Hi,
I am parsing html documents and I need to get only the text from the documents - the easy way to do this is to use strip_tags of course - but then I want to divide the information up into areas because a html page such as http://news.bbc.co.uk/ has many different areas and I would obviously not just want all of the text clumped together - I need each area added to an array.
I'm a bit puzzled as to how to go about this. Thanks
If you're getting info from BBC news, they have a nifty XML feed that you should probably look into using instead.
I'm guessing I need to divide the document by splitting it using /n as the pattern however I also want to keep items that were obviously close together (such as A headline title and then the news underneath).
Thanks
What is it exactly that you are trying to achieve?

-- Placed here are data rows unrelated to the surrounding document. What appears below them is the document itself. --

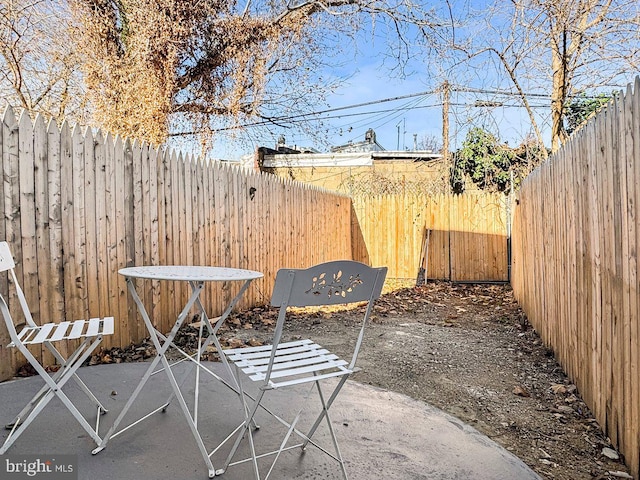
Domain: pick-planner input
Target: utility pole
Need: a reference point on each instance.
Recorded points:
(446, 91)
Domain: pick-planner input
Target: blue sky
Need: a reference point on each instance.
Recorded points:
(366, 79)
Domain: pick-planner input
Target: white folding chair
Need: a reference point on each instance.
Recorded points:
(288, 364)
(89, 331)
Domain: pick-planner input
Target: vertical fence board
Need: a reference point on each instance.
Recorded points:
(584, 200)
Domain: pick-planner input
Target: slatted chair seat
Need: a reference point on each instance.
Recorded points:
(89, 332)
(55, 332)
(288, 364)
(294, 363)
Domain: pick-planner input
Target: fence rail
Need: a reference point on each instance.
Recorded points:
(576, 235)
(467, 240)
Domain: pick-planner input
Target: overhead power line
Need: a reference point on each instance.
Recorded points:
(301, 117)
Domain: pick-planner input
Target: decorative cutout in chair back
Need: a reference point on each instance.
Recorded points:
(328, 284)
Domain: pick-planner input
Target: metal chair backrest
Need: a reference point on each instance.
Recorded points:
(331, 283)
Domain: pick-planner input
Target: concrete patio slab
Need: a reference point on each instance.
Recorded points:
(382, 434)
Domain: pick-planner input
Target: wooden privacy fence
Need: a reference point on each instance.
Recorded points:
(576, 235)
(468, 235)
(77, 206)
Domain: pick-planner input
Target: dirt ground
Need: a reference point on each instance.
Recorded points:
(466, 349)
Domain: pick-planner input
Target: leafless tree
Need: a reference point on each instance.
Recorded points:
(38, 67)
(156, 66)
(550, 48)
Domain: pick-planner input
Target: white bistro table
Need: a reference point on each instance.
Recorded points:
(196, 276)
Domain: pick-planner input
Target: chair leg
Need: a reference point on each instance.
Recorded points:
(77, 379)
(53, 387)
(55, 377)
(249, 415)
(326, 407)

Something like the scrolling news at the top of http://dhost.info/neonradio/msnoogle/ ?
I just used bbc news as an example. Thanks anyway though
Ahhh, right, if the page you want info from has an XML feed, always use it. It'll make your life easier.
No - i want to be able to do this on any html page
Hmm, then you want to parse the structure of data holding tags, such as <td> or <span> or <div> and put it into an array.
I'm not sure how you'd do this though, lol.
Well I've found that splitting the stripped html by 3 \n (so \n\n\n) proves effetive enough but now I have the trouble of having loads of excess white space and /n all over the place
trim has pretty much sorted it